BEAUTIFUL GARDENS BEGIN WITH CLEARING THE CLUTTER by Janet Macunovich
PRESS AREA | PRESS RELEASES | ARCHIVE

2/00-03
FOR IMMEDIATE RELEASE

For more information contact:
Christine Kelleher, 800-232-9557, Ext. 512 or Gary Doerr, 916-716-1889

This is one in a periodic series of articles by respected garden writers throughout North America. You can expect others on topics of similar interest on a timely basis. Feel free to use this release in its entirety or in part, with or without the author's byline.

Janet Macunovich is a professional garden designer and writer from southeast Michigan. Her articles appear weekly in the Detroit News. She has written two books, "Easy Garden Design" and "Caring for Perennials" and has had articles in numerous horticultural publications.

Somewhere, every day of the year is a gardening day.

Am I glad I don't live there!

Gardeners need winter, if only to sort out the year's clutter. Simplest to make these plans while the plants are lying quietly -- no sniveling, whining, grandstanding, or rough-housing to distract you.

What, your perennials don't behave this way? No plant that demands far more attention than it's worth? No dog that's escaped the ax only because it entered its one minute of glory for the season just as you approached to dig it out? No plants trying to shove every other species out of the way and claim a whole bed for themselves?

Ah ha. You do know what I mean. Act now to take control !

Here's a simple process for doing what has to be done.

First, look at the bed.
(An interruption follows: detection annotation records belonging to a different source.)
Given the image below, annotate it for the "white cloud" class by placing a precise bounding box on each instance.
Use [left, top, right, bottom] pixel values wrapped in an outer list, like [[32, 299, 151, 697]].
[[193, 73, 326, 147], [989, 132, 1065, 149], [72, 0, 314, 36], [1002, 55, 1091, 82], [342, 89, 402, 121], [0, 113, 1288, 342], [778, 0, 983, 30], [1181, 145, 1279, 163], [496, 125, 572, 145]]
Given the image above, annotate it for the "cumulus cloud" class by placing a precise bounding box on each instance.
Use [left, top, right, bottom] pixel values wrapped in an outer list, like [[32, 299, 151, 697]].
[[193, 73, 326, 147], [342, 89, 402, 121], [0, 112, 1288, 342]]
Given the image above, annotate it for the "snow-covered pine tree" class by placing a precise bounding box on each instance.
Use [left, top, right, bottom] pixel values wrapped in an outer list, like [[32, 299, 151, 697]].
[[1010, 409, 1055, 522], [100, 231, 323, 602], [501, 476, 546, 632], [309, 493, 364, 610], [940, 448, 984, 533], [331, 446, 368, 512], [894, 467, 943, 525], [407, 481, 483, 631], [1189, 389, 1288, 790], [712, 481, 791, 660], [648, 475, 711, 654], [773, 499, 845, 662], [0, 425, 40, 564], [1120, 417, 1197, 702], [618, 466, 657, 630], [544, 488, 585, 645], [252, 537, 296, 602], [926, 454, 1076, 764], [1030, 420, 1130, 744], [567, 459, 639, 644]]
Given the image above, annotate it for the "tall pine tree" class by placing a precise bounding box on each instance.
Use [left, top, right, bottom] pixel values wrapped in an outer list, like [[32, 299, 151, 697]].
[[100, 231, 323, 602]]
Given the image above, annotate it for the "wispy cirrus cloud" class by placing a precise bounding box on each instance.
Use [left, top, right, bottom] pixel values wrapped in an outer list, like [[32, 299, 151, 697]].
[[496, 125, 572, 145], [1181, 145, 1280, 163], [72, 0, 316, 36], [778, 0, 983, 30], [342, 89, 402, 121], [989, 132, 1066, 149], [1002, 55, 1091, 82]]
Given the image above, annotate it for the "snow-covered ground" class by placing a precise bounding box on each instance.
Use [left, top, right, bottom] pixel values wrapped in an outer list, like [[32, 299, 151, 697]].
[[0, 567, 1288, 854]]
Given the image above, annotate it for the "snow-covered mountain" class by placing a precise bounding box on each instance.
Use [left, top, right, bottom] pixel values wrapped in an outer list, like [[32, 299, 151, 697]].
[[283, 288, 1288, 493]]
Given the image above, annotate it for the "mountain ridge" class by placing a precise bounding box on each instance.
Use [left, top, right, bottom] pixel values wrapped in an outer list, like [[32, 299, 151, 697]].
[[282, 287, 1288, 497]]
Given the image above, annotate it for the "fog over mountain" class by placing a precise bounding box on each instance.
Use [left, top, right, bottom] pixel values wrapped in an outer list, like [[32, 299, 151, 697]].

Reshape it or resize it as needed. You should like the bed for itself, even without flowers. You don't have to do the work now, but do sketch out the desired change or mark it in the ground.

Now inventory your plants. Don't bother with locations or quantities, just names. Whatever it is, it can be moved. If there isn't enough to fill out the dream garden you're going to design, it can be divided.

Now, it's time to be hard hearted. Reduce the list to true gems - those you remember for more than their flower. These enduring presences have beautiful bloom and are also fine in form, leaf color or texture the rest of the year.

A few plants aren't quite true gems but they're keepers. Call them "good friends." Thrilling in bloom, they either remain respectable afterward or are quick to disappear.

Throw out the rest. You don't need unreformable slackers, slouchers, and sadsacks. Nor should you keep over-willing types that tangle with neighbors, sneak around underground, sprawl, self-sow prolifically, or otherwise make nuisances of themselves. Unless, of course, you have an acre or two to give each one!

Now, arrange what's left into groups, spaced at graceful intervals through the bed. Anchor each group with a true gem or two - one plant or a cluster of one type, depending on how much mass you need. Add two or three good friends with contrasting foliage and heights.

Now here's the most fun. Use the rest of the off-season to find new recruits to fill the gaps. Keep in mind that you don't want to get your beds back into a muddle any sooner than you need to, so be discriminating. Seek out true gems.

That's where great plantsmen come in, men and women who select and produce great plants for us. Bloom's of Bressingham North America has a fine line of gems to draw from.

I can suggest:

In the half shade:

Heuchera 'Bressingham Bronze' with purple-green foliage so attractive, the off-white flowers in June are a bonus.

Astilbe 'Sprite', ferny and bronze green, with champagne-pink flowers that come again if deadheaded.

Geranium xoxonianum 'Bressingham's Delight' a neat mound of dark green foliage covered with light pink flowers beginning in May and June.

Polemonium 'Brise D'Anjou' has flowers in May that are sweetly blue-violet but which are secondary to the variegated foliage, exquisitely edged in creamy white and attractive all summer.

In the sun:

Achillea 'Anthea' offers ferny gray-green foliage plus flat-topped light yellow flowers in June that repeat into September if kept cut.

Helenium 'Coppelia' features a sturdy three-foot column of clean foliage that lets loose a blaze of coppery orange flowers in fall.

Hemerocallis 'Miss Amelia' whose pale yellow blooms come early and fragrant, repeat later in summer, and stay open into evening so I can see them without taking a day off work.

Heliopsis 'Loraine Sunshine'. False sunflower is a workhorse, bright with yellow daisies from mid-June into August. This variety has an extra attraction - variegated foliage, white with green veins.

Persicaria 'Dimity'. Pink flower spikes most of the summer. A great edger, always respectable and the foliage goes chocolate brown in winter.